Eberhard Kolb: Otto von Bismarck. Eine Biographie. München: Beck 2014. 208 Seiten. ISBN 978–3‑406–66774‑9.
Als Biographie ist das für mich kaum satisfaktionsfähig: Zu blass und verschwommen bleibt das Bild. Der Mensch Bismarck, die Person, tritt nahezu gar nicht auf — ab und an gibt es Hinweise auf seine Gesundheit oder ein paar ganz wenige auf Frau und Kinder. Im Vordergrund oder besser alleine im Fokus steht sein politisches Handeln. Das beschreibt Kolb mit Zuneigung, aber durchaus auch mit Blick für die Ambivalenzen Bismarcks. Aber auch das Zentrum, die Politik, bleibt blut- und farblos. Das liegt vor allem daran, dass Kolb oft sehr großzügig durch die Geschehnisse und Taten durch eilt udn nur die Ergebnisse berichtet, den Weg aber meist nur summarisch (und oft genug mit dem Hinweis: Die Details sind bekannt). Das wiederum hängt damit zusammen, dass er keinen rechten Zugriff findet: Eigentlich ist das eine preußische/deutsche Geschichte am Beispiel Bismarcks. Und beides ist in diesem Umfang natürlich kaum besonders intensiv oder tiefgehend zu leisten.
Wu Ming: Manituana. Berlin, Hamburg: Assoziation A 2018. 509 Seiten. ISBN 978–3‑86241–465‑9.
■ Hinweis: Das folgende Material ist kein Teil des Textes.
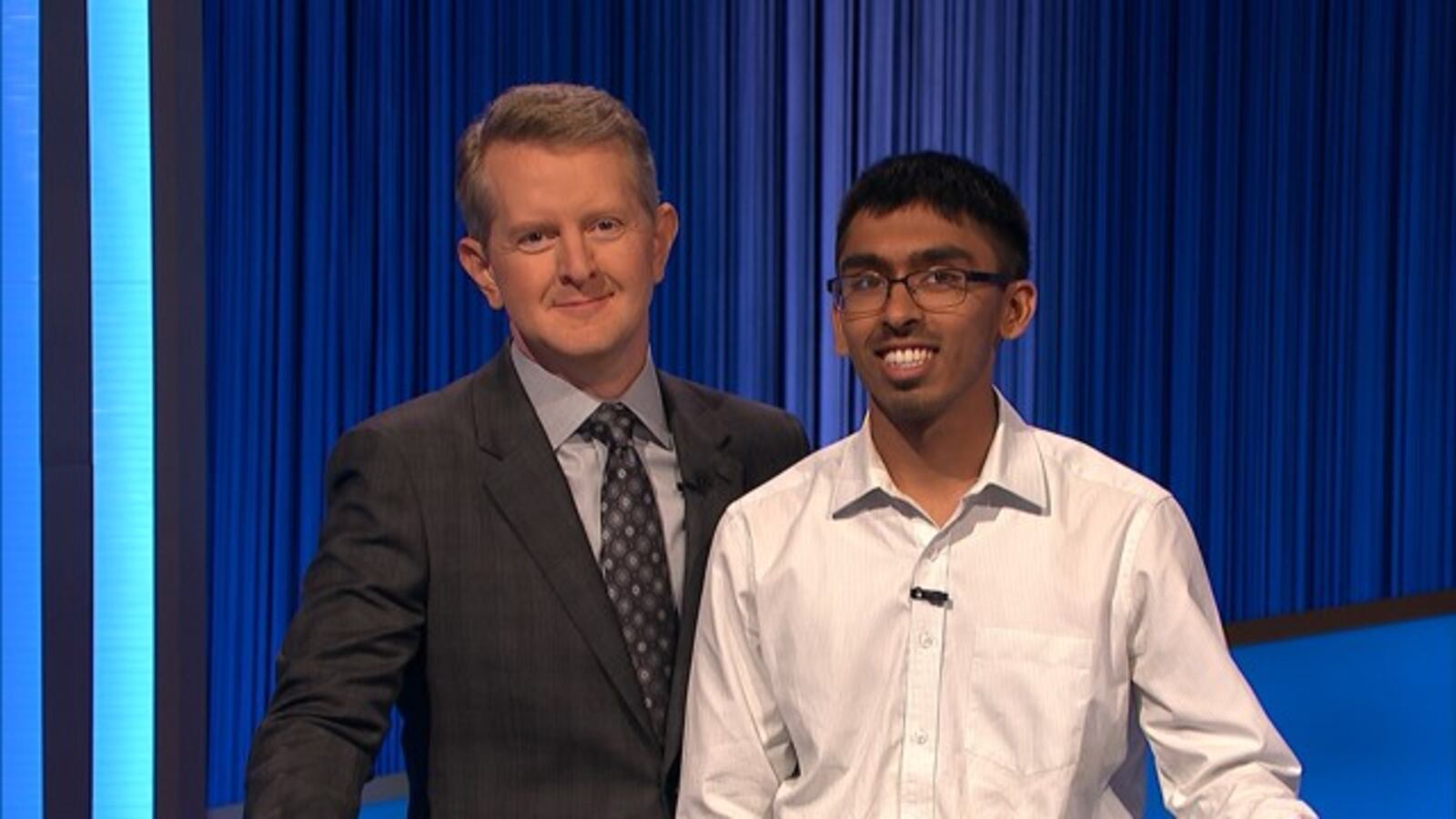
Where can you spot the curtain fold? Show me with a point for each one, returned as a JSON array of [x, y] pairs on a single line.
[[1242, 230]]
Manituana reicht leider nicht an die letzten Bände von Wu Ming heran. Das kann durchaus daran liegen, dass der USA, ihre Unabhängigkeitskrieg und der Kampf mit, um und gegen die “Indianer” schon an sich nicht so ganz mein Ding sind. Da passiert dann zwar wieder viel, es wird gekämpft, betrogen, verraten und verhandelt, eine Delegation darf auch nach England reisen und sich im Luxus (und den Niederungen Londons) des Adelslebens gehörig fremd fühlen. Ich hatte beim Lesen aber schon eigentlich durchweg den Eindruck, dass das an Spannung und vor allem hinsichtlich des bildhaften, detailreichen Erzählens einfach nicht (mehr) so gut ist. Zu sehr dringt hier immer wieder die Absicht an die Oberfläche und stellt sich vor den Text — und damit funktioniert genau das, was bei anderen Texten von Wu Ming die besondere Spannung und den speziellen Reiz ausmacht, hier leider nicht.
Jan Peter Bremer: Der junge Doktorand. 2. Auflage. München: Berlin 2019. 176 Seiten. ISBN 978–3‑8270–1389‑7.
Das ist ein überraschend feines, kleines Buch. Jan Peter Bremer hatte ich bisher ja überhaupt nicht auf dem Schirm. Aber in Der junge Doktorand zeigt er sich durchaus als gewiefter Erzähler, der sein Handwerk versteht und vor allem ernst nimmt: Ernst nehmen in dem Sinn, dass er sich bemüht, sauber zu arbeiten, Fehler zu vermeiden. Das zeigt der Text, der mit Gespür und Formbewusstsein erzählt ist. Das kunstvolle Beherrschen des Erzählens zeigt sich auch in dem Umfang des Buches: Das ist ein kleiner Roman. Es geht auch gar nicht so sehr um große, allumfassende Dinge — die Welt wird hier nicht gerade erzählt. Aber auch wenn er sich bescheiden gibt: Bremer gelingt es doch, auf den wenigen Seiten mit genauen Sätzen, treffenden Beschreibungen und Bewusstsein für das richtige Tempo große Themen zu erzählen: Es geht um Ehe, um Gesellschaft und Individuum, und natürlich, vor allem, um Kunst — und auch ein bisschen um nicht-normierte Lebensläufe wie den des jungen Doktoranden, der weder jung noch Doktorand ist. Das klingt in der Zusammenfassung recht trocken und ja, fast banal, entfaltet bei Bremer aber eine treffenden und subtile Komik. Und das macht dann einfach Spaß.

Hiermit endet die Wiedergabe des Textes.